2. There is a need to increase the resources and expertise in symptomatic treatment especially in primary healthcare, social work and private healthcare. Follow-up care should be available for all who want it. Strong competition can bring about irredeemable problems in these areas.

3. Health inequalities must be reduces by ensuring the high quality of cancer treatment throughout the country. Social and psychological care must in particular reduce the isolation and insecurity faced by cancer patients.

4. Methods need to be developed alongside improvements in diagnostics that avoid over-diagnostics and the resulting needless or even hazardous treatment.

5. The interpretation of information produced by research needs to be more effective, and the use of research information as a basis of social and health policy needs to be reinforced.
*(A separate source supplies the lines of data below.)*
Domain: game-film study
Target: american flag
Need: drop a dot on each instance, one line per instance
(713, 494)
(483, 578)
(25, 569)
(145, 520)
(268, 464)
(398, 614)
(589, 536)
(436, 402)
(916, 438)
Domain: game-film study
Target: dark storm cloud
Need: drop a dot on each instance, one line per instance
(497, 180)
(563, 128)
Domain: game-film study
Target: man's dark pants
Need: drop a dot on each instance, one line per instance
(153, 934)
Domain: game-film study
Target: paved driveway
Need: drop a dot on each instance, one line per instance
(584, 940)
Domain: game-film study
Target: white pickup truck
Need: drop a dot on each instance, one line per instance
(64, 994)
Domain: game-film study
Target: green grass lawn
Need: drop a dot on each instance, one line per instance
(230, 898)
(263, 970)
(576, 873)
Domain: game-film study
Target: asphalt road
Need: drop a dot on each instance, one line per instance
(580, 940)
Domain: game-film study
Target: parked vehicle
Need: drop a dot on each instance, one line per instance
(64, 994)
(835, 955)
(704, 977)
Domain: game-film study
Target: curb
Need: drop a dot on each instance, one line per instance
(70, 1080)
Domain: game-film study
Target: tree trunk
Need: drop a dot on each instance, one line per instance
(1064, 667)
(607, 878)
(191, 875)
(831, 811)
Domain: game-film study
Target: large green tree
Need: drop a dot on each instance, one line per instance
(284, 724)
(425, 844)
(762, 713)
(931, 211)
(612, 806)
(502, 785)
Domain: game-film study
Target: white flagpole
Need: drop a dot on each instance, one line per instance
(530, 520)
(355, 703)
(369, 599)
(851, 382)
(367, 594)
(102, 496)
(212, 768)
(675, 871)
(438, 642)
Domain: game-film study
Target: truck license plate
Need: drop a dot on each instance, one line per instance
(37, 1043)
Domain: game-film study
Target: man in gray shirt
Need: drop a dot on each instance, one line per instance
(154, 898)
6. The Cancer Society’s most important task is to increase social capital, act when necessary as a reliable producer, interpreter, communicator and promoter of information, as well as to be an opinion leader and social conscience of society in its own area of expertise.

7. Societal decision-making must be developed and strengthened to improve cancer prevention. This requires implementing tobacco control policy, drug and alcohol policy changes and increasing exercise among the population.

8. The Cancer Society must ensure that it offers community support to all who want it, creates opportunities for common activity and provides expertise for all.